Light and frothy, ‘Blithe Spirit’ is a perfectly delightful escape from the summer heat
- Written by Tina Farmer
When it comes to sharp, witty comedy Noel Coward fits the bill. Act Inc clearly understands, selecting the perennially popular “Blithe Spirit” for their summer season. Director Jane Sullivan and the cast gleefully dive into the sometimes absurd and always funny comedy that’s an entertaining diversion lively enough to chase away boredom.
Writer and bon vivant Charles Condomine and his wife Ruth have invited friends over for dinner and a séance. Neither Charles, his wife, nor their guests believe in such things, but Charles is writing a book and wants to research. After light conversation and a number of drinks, the cheerfully eccentric Madame Arcanti obliges, and manages to call forth the ghost of Charles first wife, Elvira, though naturally only Charles can see her.
The humor is constant and the action quick-paced, as Elvira seems determined to reunite with her husband. First there’s a series of small accidents that injure both Charles and the household maid Edith, then there’s the car crash, but I won’t spill any more details. The script, written in the 1940s, is at times predictable, but Coward’s witty dialogue is a joy to listen to, even when an actor or two occasionally slips on the requisite British accident.
Joe Cella is charmingly adroit as Charles, he and SaraJane Alverson, as second wife Ruth, are smooth and glib, carrying off the sense of the cynical upper crust with ease.
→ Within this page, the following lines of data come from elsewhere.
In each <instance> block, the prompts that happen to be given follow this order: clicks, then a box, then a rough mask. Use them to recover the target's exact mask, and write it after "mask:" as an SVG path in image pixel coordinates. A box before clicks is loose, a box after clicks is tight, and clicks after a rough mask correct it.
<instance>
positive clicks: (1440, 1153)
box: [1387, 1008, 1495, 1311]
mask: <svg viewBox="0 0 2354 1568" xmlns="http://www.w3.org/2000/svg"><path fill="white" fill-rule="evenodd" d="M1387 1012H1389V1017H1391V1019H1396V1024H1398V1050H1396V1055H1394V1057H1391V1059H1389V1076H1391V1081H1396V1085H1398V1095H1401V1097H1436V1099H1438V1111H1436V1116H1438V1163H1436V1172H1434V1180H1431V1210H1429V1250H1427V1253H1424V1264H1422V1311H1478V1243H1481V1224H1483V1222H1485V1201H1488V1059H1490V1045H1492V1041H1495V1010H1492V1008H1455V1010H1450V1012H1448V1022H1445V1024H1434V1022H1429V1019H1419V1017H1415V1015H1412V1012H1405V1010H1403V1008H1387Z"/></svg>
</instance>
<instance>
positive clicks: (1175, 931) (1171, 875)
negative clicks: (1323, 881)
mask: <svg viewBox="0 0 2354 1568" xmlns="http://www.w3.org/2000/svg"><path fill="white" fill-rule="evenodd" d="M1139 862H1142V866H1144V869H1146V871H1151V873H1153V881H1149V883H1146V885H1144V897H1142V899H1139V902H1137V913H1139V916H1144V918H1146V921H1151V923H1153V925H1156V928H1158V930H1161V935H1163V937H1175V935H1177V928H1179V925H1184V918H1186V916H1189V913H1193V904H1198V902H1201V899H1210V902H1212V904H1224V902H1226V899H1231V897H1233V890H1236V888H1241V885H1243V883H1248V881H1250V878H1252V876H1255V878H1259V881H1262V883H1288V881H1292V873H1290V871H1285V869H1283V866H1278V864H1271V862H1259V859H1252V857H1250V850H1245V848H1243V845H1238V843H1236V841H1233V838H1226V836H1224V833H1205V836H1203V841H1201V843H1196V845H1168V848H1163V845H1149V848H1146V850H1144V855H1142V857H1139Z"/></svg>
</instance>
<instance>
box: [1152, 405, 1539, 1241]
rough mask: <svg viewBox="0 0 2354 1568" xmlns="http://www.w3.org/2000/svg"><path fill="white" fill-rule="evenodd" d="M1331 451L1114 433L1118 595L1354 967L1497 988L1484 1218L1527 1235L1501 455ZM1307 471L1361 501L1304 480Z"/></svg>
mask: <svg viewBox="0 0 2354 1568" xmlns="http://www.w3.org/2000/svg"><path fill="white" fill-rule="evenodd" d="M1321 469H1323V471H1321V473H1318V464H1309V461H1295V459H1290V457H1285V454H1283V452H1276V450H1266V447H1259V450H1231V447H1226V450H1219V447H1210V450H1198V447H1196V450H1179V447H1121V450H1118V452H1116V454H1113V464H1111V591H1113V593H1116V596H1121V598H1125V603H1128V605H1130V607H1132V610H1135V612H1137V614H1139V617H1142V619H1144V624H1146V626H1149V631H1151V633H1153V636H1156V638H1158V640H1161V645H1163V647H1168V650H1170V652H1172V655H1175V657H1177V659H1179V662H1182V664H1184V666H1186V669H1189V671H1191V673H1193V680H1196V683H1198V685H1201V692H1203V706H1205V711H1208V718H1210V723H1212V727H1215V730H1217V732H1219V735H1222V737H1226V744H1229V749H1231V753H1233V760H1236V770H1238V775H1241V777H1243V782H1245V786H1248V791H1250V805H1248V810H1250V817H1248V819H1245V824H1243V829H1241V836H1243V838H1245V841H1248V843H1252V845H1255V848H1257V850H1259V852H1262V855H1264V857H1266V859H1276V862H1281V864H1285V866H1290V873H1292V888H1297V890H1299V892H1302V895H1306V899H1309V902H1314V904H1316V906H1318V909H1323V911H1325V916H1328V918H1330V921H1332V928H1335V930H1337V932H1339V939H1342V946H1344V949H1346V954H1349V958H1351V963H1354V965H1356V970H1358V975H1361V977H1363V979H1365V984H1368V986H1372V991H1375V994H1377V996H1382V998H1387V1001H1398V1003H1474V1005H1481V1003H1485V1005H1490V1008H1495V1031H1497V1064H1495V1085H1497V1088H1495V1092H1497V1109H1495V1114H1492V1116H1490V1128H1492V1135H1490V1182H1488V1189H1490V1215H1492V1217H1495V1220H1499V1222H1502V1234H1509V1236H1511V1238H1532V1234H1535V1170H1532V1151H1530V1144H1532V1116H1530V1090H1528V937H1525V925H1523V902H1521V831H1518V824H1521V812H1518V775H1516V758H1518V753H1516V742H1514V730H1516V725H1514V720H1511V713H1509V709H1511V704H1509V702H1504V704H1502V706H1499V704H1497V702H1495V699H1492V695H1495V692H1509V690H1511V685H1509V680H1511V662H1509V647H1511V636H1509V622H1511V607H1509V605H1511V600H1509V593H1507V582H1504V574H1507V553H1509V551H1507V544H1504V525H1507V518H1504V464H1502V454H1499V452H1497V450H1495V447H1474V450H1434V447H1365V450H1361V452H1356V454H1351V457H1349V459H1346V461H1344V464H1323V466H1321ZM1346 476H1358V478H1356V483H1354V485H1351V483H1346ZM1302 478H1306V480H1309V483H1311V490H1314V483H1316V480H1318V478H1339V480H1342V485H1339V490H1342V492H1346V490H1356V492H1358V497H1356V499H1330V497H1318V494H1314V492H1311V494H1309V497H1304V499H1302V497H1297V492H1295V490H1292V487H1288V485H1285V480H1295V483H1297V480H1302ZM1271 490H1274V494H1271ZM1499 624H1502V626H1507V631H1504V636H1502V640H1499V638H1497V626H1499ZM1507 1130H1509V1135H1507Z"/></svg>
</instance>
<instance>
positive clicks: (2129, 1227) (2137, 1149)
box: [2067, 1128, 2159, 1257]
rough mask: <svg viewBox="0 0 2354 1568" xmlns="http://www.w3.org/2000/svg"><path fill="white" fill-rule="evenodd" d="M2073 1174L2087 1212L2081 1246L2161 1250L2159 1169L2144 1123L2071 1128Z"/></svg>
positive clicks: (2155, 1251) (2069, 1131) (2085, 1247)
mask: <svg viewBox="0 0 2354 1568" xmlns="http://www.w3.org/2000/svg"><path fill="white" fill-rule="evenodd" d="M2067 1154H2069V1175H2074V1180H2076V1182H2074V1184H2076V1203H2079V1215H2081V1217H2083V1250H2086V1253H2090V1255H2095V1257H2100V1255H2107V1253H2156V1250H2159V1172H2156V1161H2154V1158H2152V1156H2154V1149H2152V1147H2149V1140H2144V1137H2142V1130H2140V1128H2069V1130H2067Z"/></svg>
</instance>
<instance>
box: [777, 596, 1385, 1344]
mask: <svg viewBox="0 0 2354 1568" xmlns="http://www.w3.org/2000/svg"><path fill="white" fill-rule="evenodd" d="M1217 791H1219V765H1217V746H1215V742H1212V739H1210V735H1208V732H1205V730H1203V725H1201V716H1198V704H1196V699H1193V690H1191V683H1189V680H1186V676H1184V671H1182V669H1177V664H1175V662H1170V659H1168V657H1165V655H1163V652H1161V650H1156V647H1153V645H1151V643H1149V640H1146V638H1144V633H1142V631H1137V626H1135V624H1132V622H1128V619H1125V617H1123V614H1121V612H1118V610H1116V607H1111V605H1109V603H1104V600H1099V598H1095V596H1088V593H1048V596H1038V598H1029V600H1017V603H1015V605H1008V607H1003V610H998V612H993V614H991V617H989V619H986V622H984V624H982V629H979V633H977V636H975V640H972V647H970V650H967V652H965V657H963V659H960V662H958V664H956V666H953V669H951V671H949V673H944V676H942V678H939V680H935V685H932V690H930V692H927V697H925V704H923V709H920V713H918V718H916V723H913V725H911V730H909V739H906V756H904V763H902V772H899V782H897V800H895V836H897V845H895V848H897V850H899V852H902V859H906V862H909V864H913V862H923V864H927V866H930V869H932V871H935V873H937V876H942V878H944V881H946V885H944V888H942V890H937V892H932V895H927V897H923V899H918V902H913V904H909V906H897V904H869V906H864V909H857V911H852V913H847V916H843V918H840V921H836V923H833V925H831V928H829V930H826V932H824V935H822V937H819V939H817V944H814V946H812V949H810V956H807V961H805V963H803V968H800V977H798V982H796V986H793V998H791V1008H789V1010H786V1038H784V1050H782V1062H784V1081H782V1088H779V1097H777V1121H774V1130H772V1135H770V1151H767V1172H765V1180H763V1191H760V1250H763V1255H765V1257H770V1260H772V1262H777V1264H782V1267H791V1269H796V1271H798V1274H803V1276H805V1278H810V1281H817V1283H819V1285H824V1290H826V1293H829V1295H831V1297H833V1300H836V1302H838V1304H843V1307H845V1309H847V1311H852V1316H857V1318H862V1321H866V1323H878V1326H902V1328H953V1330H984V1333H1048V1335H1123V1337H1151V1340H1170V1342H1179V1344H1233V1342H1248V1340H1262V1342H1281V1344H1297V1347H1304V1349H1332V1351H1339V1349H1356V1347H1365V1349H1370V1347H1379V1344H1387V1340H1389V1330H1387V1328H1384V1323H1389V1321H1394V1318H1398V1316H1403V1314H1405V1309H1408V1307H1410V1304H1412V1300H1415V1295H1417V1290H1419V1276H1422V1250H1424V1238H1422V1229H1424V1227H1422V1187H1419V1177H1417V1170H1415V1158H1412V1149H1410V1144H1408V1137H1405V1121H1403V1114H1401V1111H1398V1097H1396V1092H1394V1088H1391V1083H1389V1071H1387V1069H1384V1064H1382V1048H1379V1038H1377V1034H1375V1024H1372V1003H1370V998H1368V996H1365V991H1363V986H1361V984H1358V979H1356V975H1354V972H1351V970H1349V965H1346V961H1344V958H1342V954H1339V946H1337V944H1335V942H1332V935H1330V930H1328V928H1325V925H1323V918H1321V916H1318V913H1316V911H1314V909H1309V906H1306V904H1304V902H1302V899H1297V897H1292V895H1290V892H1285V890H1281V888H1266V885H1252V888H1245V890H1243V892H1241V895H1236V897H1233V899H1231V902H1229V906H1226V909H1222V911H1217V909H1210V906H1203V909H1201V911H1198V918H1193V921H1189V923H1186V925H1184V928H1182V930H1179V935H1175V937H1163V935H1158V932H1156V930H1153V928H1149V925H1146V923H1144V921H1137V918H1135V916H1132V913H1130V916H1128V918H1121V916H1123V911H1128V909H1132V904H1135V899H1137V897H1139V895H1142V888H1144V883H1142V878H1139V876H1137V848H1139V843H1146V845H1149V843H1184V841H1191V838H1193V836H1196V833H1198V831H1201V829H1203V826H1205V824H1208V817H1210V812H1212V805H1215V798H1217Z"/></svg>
Initially Charles quite enjoys both of his wives fighting for his affection, but it begins to wear thin when the cats claws come out. Alverson is the epitome of mid-century chic and intelligence as Ruth and her quickly darting eyes don’t miss a thing, even when she can’t see that thing. Alverson moves with a sense of refinement and good breeding, but she lets her real feelings flicker over her face with uncanny timing. Her Ruth is all knowing and a bit too jaded for emotional explosions, but don’t let her cool exterior fool you, she'll dig her talons in if needed. She is the first to figure out Elvira’s plot and tenaciously ready for the fight.
In contrast, Annalise Webb’s Elvira is coy, flirtatious and fully committed to getting her husband back. She is purposefully all over the place in her performance, at first playfully then ruefully, but always gracefully, flitting about as she plots and schemes to get what she wants. She plays with Charles and, to a lesser extent Ruth, like the cat playing with the mouse that's soon to die. Webb gives Elvira big expressions and gestures, but she’s always in control, carefully plotting every move; though there’s mention that she didn't play chess well, she seems a natural at gamesmanship.
Kathy Rush is humorously over the top and filled with hippy dippy sensibilities as Madame Arcanti. She blows in and out of her scenes with the disorganized force of a minor hurricane, but there’s method or a good deal of luck in her madness. Tim Naegelin and Liz Mischel add the right mix of snobbery and curiosity as Doctor and Mrs. Bradman, they may arch their eyebrow in concern occasionally but are otherwise open to new ideas and experiences. The séance scene is quite funny as Naegelin and Mischel fully commit to being guests fully committing to something they clearly don’t believe. Amanda Brasher steals several scenes as the awkward and untrained maid Edith. She plays the role a little dimwitted, but not stupid, and clumsy but aiming to please on the double, rather than careless or bumbling.
The technical aspect of the production provides all the finishing touches and bows to make the show a treat. Melissa Wohlwend’s costumes are period and economically appropriate, the only miss being Alverson’s mauve ensemble in the second act, and Michael Sullivan and Tony Elliot supply the lighting and sound. Scenic designer Tim Poertner creates a nicely appointed pre-World War II British living room, but it’s the tricks and surprises he saves for the ending that enable “Blithe Spirit” to come together in one riotous moment. The last scene is a veritable cacophony of special effects and laughs that provide a satisfying ending to the delightfully quirky play. Often overlooked or sloppily executed, Poertner and the crew get the little details right.
Act Inc pulls out all the stops, ensuring “Blithe Spirit,” continuing through June 24, is a witty, madcap adventure in theater. Entertaining performances, a clever script and paying attention to the right details make this show a welcome respite from heavy thought and hot temperatures.